In seguito alla penuria di manodopera causata dalla pandemia, i problemi del lavoro stanno ricevendo una rinnovata attenzione. I lavoratori possono approfittarne per avere accesso a lavori dignitosi? Perché succeda occorre fare leva sull’interesse delle grandi aziende. I lavoratori soddisfatti sono più produttivi, si licenziano meno a forniscono un buon servizio ai clienti. Questo permette di aumentare i profitti anche mentre si pagano buoni salari e si investe nei propri dipendenti. È un primo passo.
Ma molte aziende, soprattutto negli Stati Uniti, restano fortemente anti-sindacali e considerano ridurre al minimo la retribuzione dei lavoratori come la strategia più redditizia. In effetti storicamente sono l’azione collettiva e l’organizzazione sindacale ad aver portato i guadagni più significativi per i dipendenti. Quindi occorre aumentare il potere organizzativo del lavoro nei confronti dei datori. Ma l’esperienza in molti Paesi europei suggerisce che potrebbe non essere abbastanza. Forti diritti dei lavoratori possono creare mercati del lavoro dualistici, in cui i vantaggi maturano per gli 'insider' mentre i più giovani e meno esperti lottano per trovare un impiego.
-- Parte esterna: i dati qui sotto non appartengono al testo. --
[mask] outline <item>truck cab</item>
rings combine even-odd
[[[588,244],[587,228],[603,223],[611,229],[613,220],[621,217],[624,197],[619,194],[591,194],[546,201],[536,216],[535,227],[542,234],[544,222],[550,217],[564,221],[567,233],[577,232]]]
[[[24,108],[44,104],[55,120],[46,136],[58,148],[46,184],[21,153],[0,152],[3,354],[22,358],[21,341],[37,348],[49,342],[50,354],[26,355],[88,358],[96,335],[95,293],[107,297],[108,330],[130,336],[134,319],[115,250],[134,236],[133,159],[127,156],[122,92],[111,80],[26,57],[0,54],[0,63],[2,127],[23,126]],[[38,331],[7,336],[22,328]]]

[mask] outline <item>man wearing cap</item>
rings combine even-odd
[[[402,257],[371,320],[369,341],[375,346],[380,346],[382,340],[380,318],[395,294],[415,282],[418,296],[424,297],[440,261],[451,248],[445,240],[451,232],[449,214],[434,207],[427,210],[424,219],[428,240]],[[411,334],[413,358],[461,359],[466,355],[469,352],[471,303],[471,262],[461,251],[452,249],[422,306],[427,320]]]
Che fare allora? Una terza strategia è garantire un’adeguata domanda di lavoro attraverso politiche macroeconomiche espansive. Quando la politica fiscale mantiene alta la domanda, i datori di lavoro inseguono i lavoratori e la disoccupazione rimane bassa. L’austerità macroeconomica è una delle ragioni principali per cui i salari statunitensi sono rimasti indietro rispetto alla produttività. Al contrario, l’aggressiva risposta fiscale alla crisi del Covid-19 ha assicurato un aumento dei salari e un forte calo della disoccupazione, anche se non ha fatto abbastanza per i lavoratori meno qualificati o le regioni depresse. Bisogna allora pensare a programmi di sviluppo che inviino incentivi alle imprese che hanno maggiori probabilità di generare posti di lavoro dignitosi nelle regioni depresse.
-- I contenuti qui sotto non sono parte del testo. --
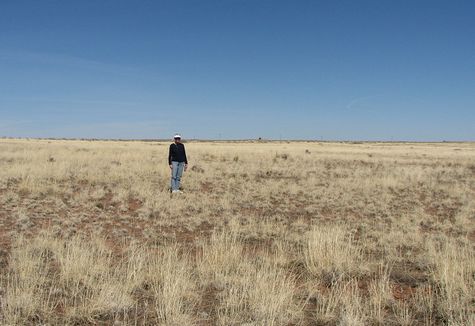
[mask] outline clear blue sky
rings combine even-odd
[[[475,140],[474,1],[1,0],[0,136]]]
E la tecnologia? Non sempre ha aiutato i lavoratori e spesso ha aumentato la disuguaglianza. Infatti occorre ripensare le politiche di innovazione. La narrativa attuale si concentra su come i lavoratori dovrebbero riqualificarsi per adattarsi alle nuove tecnologie e troppo poco su come l’innovazione dovrebbe adattarsi alle competenze della forza lavoro. Ma la direzione del cambiamento tecnologico è flessibile e dipende dagli incentivi sui prezzi, dalle tasse e dalle norme prevalenti tra gli innovatori. Le politiche governative possono aiutare a guidare le tecnologie di automazione e intelligenza artificiale lungo un percorso che integri le competenze dei lavoratori invece di sostituirle.